Its also maybe actually politically possible to pull off in some American cities, unlike a wealth tax that would have to be done at the federal level, which is currently a clownshow of senile/corrupt/cult sycophant demons.

[–] rockSlayer@lemmy.blahaj.zone 2 points 2 days ago

Do you have stats for the assertion that homelessness isn't primarily an issue of money? I'm a "yes, and" type so I believe we should do both, but considering the success rate of housing first, we should start there.

[–] dingus@lemmy.world 1 points 2 days ago* (last edited 2 days ago) (1 children)

Yeah...I've always found it odd how internet dwellers seem to completely ignore the mentall illness and drug issues that cause and exacerbate much of homelessness.

That's not to say we shouldn't be compassionate, but the issue is a hell of a lot more complex than just giving them a house and nothing else.

[–] deegeese@sopuli.xyz 1 points 2 days ago (1 children)

It feels good to say “give things to the poor”.

It’s no fun to say “force mentally ill addicts into treatment“.

[–] phdepressed@sh.itjust.works 3 points 2 days ago (1 children)

Well then we might have to reopen all those mental institutions that Reagan closed (only with ya know modern treatment).

[–] 5too@lemmy.world 1 points 2 days ago (1 children)

Why didn't we ever reopen them?

I mean, I know why we don't now, but we had a few decades since Reagan of occasionally reasonable administrations...

[–] phdepressed@sh.itjust.works 2 points 1 day ago (1 children)

Because you'd have to propose increasing taxes.

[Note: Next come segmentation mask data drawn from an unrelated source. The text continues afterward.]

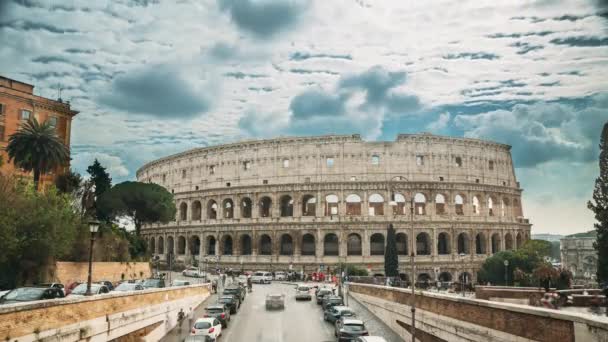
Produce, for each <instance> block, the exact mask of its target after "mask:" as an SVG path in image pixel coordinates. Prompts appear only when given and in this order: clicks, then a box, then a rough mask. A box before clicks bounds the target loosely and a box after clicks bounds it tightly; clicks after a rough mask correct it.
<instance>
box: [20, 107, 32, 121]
mask: <svg viewBox="0 0 608 342" xmlns="http://www.w3.org/2000/svg"><path fill="white" fill-rule="evenodd" d="M31 118H32V112H30V111H29V110H25V109H22V110H21V120H29V119H31Z"/></svg>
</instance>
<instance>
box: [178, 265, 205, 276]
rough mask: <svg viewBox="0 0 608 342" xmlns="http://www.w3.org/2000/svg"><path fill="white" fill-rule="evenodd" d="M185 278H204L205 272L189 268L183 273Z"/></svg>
mask: <svg viewBox="0 0 608 342" xmlns="http://www.w3.org/2000/svg"><path fill="white" fill-rule="evenodd" d="M182 275H183V276H184V277H194V278H204V277H205V272H203V271H201V270H199V269H198V268H197V267H193V266H191V267H188V268H186V269H185V270H183V271H182Z"/></svg>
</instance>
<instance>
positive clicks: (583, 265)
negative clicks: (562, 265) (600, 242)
mask: <svg viewBox="0 0 608 342" xmlns="http://www.w3.org/2000/svg"><path fill="white" fill-rule="evenodd" d="M595 240H596V235H595V231H589V232H586V233H579V234H573V235H568V236H566V237H564V238H563V239H561V241H560V243H561V256H562V265H563V267H565V268H567V269H568V270H570V271H571V272H572V275H573V277H574V278H578V279H595V277H596V272H597V251H596V250H595V249H594V248H593V243H594V242H595Z"/></svg>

Republicans/Reagan cut the top tax rate in half (70->35) and lucked into one of the best economic growths for a while as the Carter/Volker shock finally panned out and interest rates were dropped. It's why Reagonmics and a trickle down economy were able to remain major Republicans platforms since then.

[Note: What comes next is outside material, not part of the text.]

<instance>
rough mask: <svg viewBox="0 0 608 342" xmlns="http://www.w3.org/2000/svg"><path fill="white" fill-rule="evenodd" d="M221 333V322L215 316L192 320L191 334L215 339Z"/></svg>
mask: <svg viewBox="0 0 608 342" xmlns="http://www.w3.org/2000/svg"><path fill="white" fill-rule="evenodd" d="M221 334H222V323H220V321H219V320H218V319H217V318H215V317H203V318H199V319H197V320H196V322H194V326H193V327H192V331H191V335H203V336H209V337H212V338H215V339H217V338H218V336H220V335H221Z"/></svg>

So proposing a tax increase viewed as bad for the economy was a non-starter. The capture of both political parties to capitalism and business was probably more a kicked can from Mccarthy anticommunism stuff.

[–] 5too@lemmy.world 1 points 1 day ago

Im sure you're right, but.... Couldn't we just take, like, one knob from one of our billion dollar fighter jets, and pay for mental and social services that way?

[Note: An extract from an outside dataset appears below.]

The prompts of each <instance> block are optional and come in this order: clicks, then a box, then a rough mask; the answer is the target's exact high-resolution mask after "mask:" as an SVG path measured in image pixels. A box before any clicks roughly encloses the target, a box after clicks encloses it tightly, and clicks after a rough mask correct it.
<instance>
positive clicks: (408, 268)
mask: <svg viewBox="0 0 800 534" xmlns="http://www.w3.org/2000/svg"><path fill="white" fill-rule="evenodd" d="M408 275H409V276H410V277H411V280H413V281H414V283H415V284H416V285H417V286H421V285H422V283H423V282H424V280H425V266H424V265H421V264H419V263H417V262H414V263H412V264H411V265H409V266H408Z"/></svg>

Not even from every fighter of that type, just pick the one plane that's always down for maintenance anyway and, like, lock the AC to one temperature or something. Surely that tiny bit of a multi billion dollar airframe could cover some worthwhile social services?

[–] Kusimulkku@lemm.ee 1 points 2 days ago

Mental issues and drug or alcohol issue are most common reason where I live.

[–] outhouseperilous@lemmy.dbzer0.com 6 points 2 days ago (1 children)

No but see they need to be punished so they still exist as an example to motivate workers and create an internal other to justify police.

Not to help them. Why would we help them? Stop trolling.

[–] VerbFlow@lemmy.world 1 points 1 day ago (1 children)

I was always scared of becoming homeless when I was a kid. It motivates people to work hard: the beatings will continue until morale improves.

And that fear would be worth every street in the city smelling like piss at all times even if it didn't enable rampant exploitation and rent seeking!

[–] Vinstaal0@feddit.nl 1 points 1 day ago

That's not enough, well it might be enough in the US, but here in NL people who are officially Dutch or have been through the process as a refuge to get housing and food etc. Should have at least some kind of shelter.

Then there are still the like 2 (estimation) people in this country who choose to be homeless for whatever reason. I don't try to judge, but there might be some mental issues involved.

And then there are the people who came here from other countries, but haven't gone through the official channels. Some of which came to work, lost their job and cannot find somewhere else to work. Generally this group has housing paid for by their employer, but if you don't have one you don't have a house, at least not here in NL.

There are probably other examples in other countries where basically everybody can have some place to live, but there are still homeless people. I don't believe you just need free housing, you probably need some extra social security and the social opinion on homeless people or people who are at the bottom of society needs to change.